You haven't heard from me in while and
that is not because I have stopped being awed by everything going on around
me. Far from it. As a matter of fact, the more and more I get
to know this culture, the place and its people the more it astounds me. Some in a good way and of course some in a
bad way.
It is getting busier and busier at work. My predecessor left like week ago after
training me for three months now. I
think I am now ready to take over as HR manager but my assistant went on
maternity leave. So every little thing falls on me. Even though it is not very busy for the
entire Centre because of the upcoming holiday, it is busy for me because I have
to prepare staff contracts, do their reviews/appraisals and make sure everything is
current for all staff. But I thank God for it.

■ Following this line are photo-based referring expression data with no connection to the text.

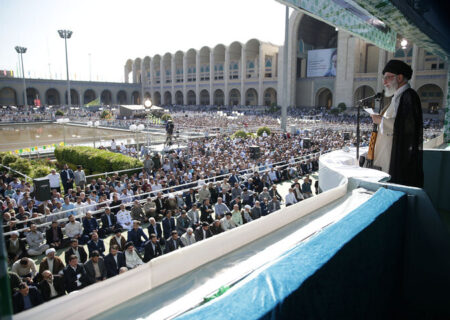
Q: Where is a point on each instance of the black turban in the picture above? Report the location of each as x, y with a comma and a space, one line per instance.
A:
398, 67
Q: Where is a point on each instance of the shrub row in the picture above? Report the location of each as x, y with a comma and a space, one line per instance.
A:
31, 168
94, 160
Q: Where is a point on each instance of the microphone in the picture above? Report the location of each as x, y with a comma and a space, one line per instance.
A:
375, 96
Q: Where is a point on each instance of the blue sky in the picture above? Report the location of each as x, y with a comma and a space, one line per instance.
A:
114, 31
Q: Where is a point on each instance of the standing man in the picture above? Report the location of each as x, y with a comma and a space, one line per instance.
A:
80, 177
398, 149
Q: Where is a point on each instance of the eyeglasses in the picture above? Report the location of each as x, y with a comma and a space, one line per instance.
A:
388, 77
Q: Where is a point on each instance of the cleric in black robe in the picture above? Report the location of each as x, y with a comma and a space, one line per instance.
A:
398, 149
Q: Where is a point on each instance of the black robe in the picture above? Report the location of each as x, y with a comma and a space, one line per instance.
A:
406, 166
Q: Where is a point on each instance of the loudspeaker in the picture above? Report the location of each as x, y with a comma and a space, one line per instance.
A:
347, 136
42, 189
254, 152
306, 143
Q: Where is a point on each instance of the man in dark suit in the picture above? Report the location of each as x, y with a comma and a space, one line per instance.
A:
189, 199
114, 261
74, 275
76, 250
152, 248
109, 222
202, 232
95, 268
67, 178
26, 298
155, 228
168, 224
136, 234
49, 281
173, 243
51, 263
96, 244
54, 236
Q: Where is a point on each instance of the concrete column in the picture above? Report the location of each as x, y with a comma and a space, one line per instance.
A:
382, 56
226, 74
184, 79
163, 79
343, 86
262, 71
242, 71
211, 77
414, 66
173, 72
197, 77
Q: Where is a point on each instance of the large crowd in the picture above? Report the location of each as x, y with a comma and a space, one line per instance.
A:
180, 197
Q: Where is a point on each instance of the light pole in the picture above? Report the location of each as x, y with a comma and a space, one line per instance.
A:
66, 34
21, 51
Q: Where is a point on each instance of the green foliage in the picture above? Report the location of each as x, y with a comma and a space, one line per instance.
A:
334, 111
41, 171
260, 131
240, 134
95, 160
22, 165
166, 117
342, 107
8, 159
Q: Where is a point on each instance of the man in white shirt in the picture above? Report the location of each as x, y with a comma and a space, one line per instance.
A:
55, 180
290, 198
124, 218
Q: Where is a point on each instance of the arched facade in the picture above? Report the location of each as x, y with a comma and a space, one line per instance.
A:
106, 97
8, 97
270, 97
204, 97
363, 92
167, 98
219, 98
431, 97
179, 98
121, 97
88, 96
234, 97
324, 98
52, 97
251, 97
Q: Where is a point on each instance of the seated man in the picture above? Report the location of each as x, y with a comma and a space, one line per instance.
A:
96, 244
152, 248
124, 218
118, 239
74, 275
136, 235
25, 268
132, 259
188, 237
52, 286
35, 241
227, 222
54, 236
51, 263
15, 247
95, 268
173, 243
114, 261
109, 222
26, 298
203, 232
76, 250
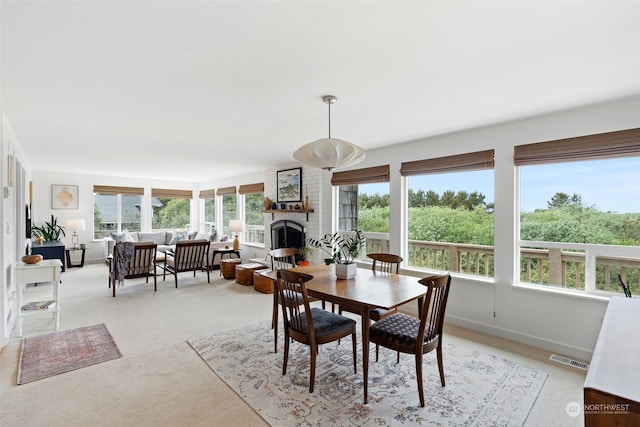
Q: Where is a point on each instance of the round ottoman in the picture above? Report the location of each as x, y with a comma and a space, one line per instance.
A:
228, 267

God is using this opportunity to grow me as an individual in terms of
dealing with people. I have to know when
to be lenient and when to be strict. You
can't be strict all the time and you cannot be lenient all the time. I mean, when someone comes to you and says
"I just lost my husband and even though I have buried him already am still
not ready to come back to work" do you tell them that the terms and
conditions only allow so much days for bereavement? Or if another comes to you and says "I
want to leave two hours before time to go to the bank," and they did the
same thing the previous week. I mean
where do you draw the line? Those are
the challenges of my job. And oh, I still have to get used to the idea of being
called boss or manager. Though
interestingly enough, when I was in NY I had bought two little books, one for
performance reviews and another one called Interviewing Skills and took them with
me to Kenya and now here I am having to use the books now. Was I prophetically preparing myself for
this? You tell me.
I still can'tl say I have settled in
now even though I have found a good church that I am loving very much. It was a real breath of fresh air after going
to the other churches. I have even
joined the praise team already and I love that it is not far from the Centre, I
can even walk there. I really thank God for
it.
The reason why I can't say I am now
settled in is that, things happen every now and then and they remind me of where
I am. Take for example November 17th,
the day of elections here is Sierra Leone.

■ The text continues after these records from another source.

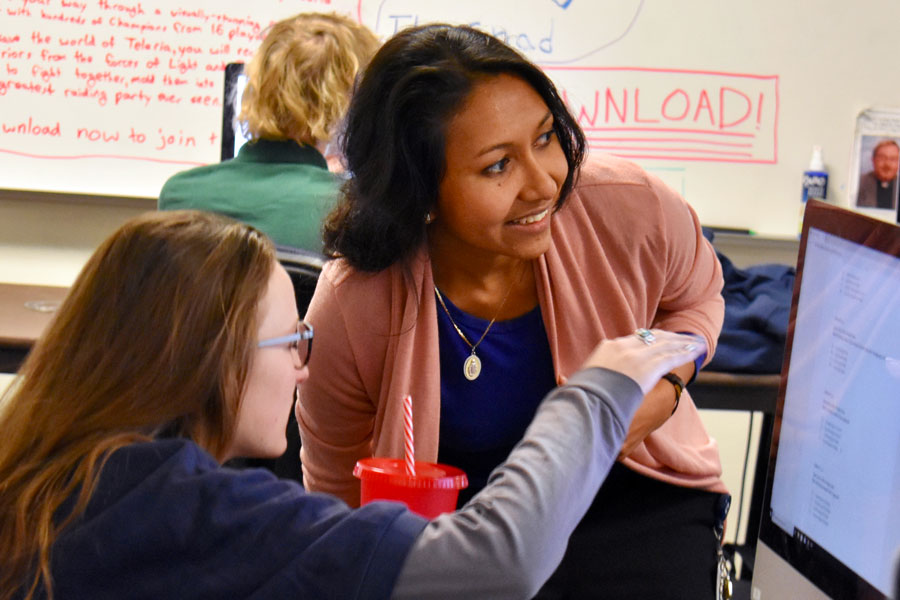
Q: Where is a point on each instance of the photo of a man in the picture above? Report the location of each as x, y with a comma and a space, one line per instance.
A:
878, 187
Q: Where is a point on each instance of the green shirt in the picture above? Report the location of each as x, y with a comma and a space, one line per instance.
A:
281, 188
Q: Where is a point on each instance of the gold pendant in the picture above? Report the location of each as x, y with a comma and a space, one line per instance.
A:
472, 367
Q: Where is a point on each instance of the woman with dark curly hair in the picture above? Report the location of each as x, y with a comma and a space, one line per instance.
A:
178, 347
480, 257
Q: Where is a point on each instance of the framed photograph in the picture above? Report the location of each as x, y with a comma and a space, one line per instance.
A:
875, 172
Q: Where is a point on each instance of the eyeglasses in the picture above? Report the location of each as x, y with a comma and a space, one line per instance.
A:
304, 351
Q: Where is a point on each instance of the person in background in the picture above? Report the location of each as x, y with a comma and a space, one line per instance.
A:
878, 187
179, 346
477, 264
299, 84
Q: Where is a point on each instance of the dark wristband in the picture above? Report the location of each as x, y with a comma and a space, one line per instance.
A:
678, 383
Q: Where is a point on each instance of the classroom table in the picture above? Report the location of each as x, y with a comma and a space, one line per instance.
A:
752, 393
25, 311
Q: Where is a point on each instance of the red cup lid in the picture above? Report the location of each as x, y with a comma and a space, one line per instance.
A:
428, 475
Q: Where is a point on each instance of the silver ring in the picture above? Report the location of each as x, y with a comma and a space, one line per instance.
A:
645, 335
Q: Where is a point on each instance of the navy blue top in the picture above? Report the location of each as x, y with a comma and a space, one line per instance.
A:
482, 420
166, 521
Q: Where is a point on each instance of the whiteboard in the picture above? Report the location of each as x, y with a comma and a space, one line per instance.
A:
723, 100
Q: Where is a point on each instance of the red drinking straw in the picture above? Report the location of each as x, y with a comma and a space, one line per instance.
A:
408, 436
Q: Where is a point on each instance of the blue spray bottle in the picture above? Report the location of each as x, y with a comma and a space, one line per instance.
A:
815, 180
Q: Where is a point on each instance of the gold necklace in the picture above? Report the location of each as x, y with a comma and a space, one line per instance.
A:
472, 364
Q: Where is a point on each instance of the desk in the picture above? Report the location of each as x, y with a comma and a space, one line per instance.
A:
20, 325
752, 393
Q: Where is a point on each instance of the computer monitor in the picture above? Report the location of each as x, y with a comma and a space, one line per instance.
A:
232, 134
830, 524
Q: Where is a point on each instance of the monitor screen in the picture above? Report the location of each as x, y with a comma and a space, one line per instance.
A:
232, 134
830, 509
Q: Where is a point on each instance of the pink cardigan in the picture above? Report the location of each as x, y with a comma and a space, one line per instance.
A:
627, 252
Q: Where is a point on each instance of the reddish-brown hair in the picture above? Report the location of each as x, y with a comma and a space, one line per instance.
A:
155, 336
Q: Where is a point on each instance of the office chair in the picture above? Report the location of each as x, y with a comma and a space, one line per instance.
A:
304, 267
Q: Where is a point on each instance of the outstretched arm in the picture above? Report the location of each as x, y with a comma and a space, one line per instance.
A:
511, 536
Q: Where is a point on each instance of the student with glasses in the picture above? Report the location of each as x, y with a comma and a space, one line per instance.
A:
179, 346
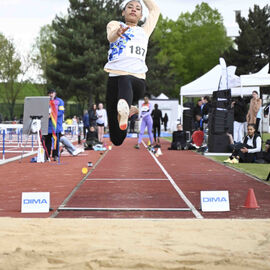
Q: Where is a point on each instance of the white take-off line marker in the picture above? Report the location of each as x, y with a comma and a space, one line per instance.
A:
126, 179
178, 190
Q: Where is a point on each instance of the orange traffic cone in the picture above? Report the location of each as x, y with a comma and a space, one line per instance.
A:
251, 201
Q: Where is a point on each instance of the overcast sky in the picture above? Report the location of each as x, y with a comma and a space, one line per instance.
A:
22, 19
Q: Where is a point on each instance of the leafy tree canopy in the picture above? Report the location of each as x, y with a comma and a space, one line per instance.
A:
251, 51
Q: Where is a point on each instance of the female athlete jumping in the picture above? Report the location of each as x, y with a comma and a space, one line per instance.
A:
126, 64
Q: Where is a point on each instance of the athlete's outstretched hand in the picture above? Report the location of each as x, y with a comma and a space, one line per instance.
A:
121, 31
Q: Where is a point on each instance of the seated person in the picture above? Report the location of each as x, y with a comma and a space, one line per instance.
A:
249, 150
197, 139
265, 155
69, 146
179, 139
91, 139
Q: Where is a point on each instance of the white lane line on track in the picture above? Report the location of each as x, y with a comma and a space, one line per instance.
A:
126, 179
178, 190
121, 209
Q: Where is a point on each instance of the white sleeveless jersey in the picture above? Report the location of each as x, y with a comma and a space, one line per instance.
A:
128, 54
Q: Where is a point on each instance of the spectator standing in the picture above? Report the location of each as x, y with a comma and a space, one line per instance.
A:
55, 128
254, 112
93, 116
205, 108
165, 121
147, 121
240, 112
198, 108
179, 139
157, 118
85, 123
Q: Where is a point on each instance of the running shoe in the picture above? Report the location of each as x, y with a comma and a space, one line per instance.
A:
234, 161
123, 113
228, 160
137, 146
77, 151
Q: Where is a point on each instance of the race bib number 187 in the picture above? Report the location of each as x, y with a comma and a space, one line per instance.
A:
136, 50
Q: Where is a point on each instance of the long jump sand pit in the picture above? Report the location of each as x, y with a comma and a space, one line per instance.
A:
134, 244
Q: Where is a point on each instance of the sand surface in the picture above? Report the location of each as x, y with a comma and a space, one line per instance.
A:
134, 244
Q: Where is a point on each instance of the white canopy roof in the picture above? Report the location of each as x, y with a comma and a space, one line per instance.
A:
261, 78
162, 96
210, 81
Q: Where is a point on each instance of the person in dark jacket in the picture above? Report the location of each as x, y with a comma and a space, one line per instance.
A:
206, 107
85, 123
198, 108
249, 150
165, 120
240, 113
157, 118
179, 139
266, 152
93, 116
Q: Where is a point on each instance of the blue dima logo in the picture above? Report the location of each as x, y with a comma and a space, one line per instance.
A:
214, 199
34, 201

We had decided to close the Centre because we didn't know how the
elections were going to turn out. But we
had two previous fistula patients that we could not send home who had to say in
the Centre and of course with us, the international staff. We organized with another private hospital
here in Freetown that in case of an emergency we will rush our patients
there. On the morning of the elections,
one started having mild contractions around 5am in the morning. And because she had a precious C-Section and
a fistula, she could not deliver naturally, she needed another C-Section. So she was rushed to the private hospital and
was received by the nurses there. When
our staff inquired whether they were ready to take her to theatre, they were
told that the doctor was not around and would not be getting in until 9am in
the morning. And do you know at what
time they were saying that? 6am in the
morning. Our Country Director did not
feel comfortable leaving our patient all by herself and so she asked one of the
midwives to stay with her while they came back and to fetch her file. They went back with the file and around 8am, the patient's
uterus ruptured and she died. I mean, it
still pains me even as I write this. The
doctor who was called was supposedly "on-call" meaning she was to
come in anytime when called upon in case of an emergency. We were all very sad and very very
upset. It is like the people here do not
care at all. We hear stories like that
happen every day in the government hospitals.

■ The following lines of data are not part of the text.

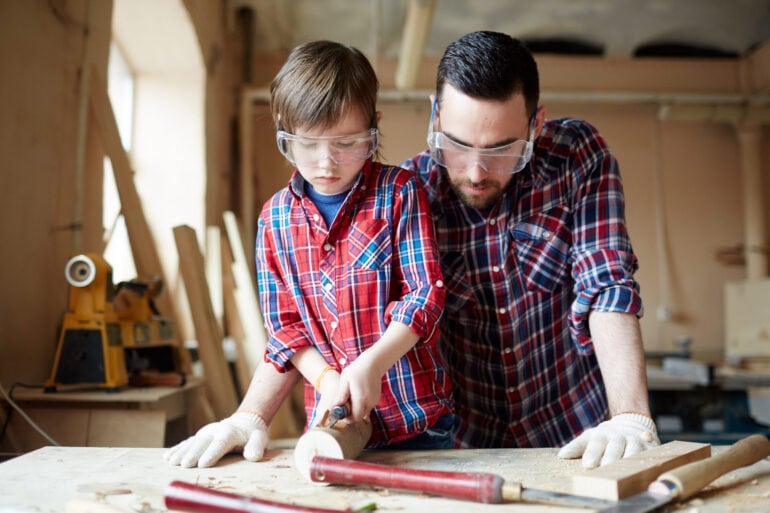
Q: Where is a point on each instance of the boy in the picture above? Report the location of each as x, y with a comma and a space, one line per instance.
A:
347, 265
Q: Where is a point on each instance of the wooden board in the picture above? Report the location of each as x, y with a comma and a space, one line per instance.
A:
219, 384
134, 479
747, 320
632, 475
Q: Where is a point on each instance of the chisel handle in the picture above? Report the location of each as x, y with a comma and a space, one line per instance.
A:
685, 481
472, 486
181, 496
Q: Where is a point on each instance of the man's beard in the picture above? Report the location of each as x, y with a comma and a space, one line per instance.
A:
479, 202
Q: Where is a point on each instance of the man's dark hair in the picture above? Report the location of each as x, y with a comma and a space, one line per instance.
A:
491, 66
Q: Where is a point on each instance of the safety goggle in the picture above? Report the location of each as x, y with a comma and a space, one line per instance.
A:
303, 150
508, 159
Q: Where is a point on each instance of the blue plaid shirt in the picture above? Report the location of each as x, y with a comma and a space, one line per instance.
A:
521, 280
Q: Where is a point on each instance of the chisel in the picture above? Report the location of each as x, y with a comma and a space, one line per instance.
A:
685, 481
181, 496
472, 486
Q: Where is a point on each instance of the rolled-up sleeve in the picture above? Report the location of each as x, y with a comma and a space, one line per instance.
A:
604, 261
417, 271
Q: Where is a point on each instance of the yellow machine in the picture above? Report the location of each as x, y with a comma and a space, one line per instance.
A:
110, 333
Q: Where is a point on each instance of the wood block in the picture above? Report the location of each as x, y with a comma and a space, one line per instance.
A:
632, 475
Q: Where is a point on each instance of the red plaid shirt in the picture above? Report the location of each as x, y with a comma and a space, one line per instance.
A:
338, 289
521, 280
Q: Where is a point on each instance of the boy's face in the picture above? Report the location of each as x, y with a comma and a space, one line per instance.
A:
330, 158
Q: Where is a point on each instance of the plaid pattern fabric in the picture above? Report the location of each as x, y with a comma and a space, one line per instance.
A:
338, 288
521, 280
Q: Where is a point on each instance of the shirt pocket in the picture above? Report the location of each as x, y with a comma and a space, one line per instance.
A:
542, 245
369, 244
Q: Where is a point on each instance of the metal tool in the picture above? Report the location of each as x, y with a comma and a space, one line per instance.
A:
473, 486
337, 413
685, 481
181, 496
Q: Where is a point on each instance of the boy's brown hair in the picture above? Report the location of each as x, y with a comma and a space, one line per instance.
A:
319, 82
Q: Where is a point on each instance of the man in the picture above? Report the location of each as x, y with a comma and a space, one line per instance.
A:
541, 304
540, 331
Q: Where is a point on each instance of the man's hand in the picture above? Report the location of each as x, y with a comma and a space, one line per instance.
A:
242, 430
619, 437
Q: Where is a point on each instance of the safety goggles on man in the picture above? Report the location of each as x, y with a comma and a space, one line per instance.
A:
303, 150
508, 159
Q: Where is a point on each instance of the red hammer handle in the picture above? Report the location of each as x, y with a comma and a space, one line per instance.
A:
183, 496
472, 486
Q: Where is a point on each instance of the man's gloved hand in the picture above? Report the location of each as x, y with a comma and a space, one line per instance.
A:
240, 430
619, 437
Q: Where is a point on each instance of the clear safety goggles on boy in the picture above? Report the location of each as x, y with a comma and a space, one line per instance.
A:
508, 159
308, 151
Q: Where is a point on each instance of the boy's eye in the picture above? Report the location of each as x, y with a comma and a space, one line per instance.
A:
307, 145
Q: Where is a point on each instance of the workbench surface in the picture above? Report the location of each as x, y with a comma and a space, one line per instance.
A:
132, 480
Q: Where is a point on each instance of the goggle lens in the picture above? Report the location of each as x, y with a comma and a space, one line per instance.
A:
309, 151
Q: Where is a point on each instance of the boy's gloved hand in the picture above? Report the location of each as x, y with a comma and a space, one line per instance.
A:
240, 430
619, 437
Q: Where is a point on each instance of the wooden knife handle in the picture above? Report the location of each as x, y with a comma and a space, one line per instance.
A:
689, 479
473, 486
181, 496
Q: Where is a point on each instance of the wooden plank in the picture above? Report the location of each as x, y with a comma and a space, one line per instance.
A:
34, 481
747, 320
143, 247
255, 338
219, 383
632, 475
232, 320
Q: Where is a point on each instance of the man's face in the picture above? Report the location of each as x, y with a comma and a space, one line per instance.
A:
481, 124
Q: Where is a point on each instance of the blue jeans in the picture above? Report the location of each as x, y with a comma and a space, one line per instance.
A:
440, 435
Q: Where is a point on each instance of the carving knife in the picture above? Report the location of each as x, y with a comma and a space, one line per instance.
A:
337, 413
473, 486
685, 481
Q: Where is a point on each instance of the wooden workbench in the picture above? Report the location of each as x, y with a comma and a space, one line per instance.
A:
133, 480
131, 417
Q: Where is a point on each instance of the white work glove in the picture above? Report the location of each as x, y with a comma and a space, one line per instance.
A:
241, 430
619, 437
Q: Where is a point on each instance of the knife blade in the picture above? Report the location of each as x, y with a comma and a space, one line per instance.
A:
685, 481
337, 413
473, 486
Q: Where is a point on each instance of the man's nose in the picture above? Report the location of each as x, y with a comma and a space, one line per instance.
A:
477, 171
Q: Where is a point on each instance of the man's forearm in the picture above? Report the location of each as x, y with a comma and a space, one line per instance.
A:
267, 390
617, 341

Infant mortality and maternal death rates are still very high in this
country. It is an SOS situation. Really.
Thank God to international organizations who are trying to change
that. Here at our Centre, all services
are free. Some of the rich women who can
afford medical services in other private hospitals prefer to come and deliver
at our Medical Centre, not because they can't afford to go anywhere else but
because of the care they are accorded here.
And
speaking of elections, just before elections like it is in any other country;
everyone had been talking
about elections. Elections this and
elections that. You know I hate politics
with all its grandchildren but you have to agree with me it has become a
necessary evil in today's society. There
are two major parties in this nation - APC and SLPP.
You know that before elections there are campaigns and all that good stuff. There
was this one day where the SLPP were
having their
campaigning rally. The presidential
candidate for their party is a bit young and so it goes without saying that his
majority of supporters would be youngsters.
We had gone to the beach and on our way back we run into the SLPP crowd
matching along the roads with their banners and speaker horns, some walking and
some in cars. I made a comment to my
friend that majority of them are just so young.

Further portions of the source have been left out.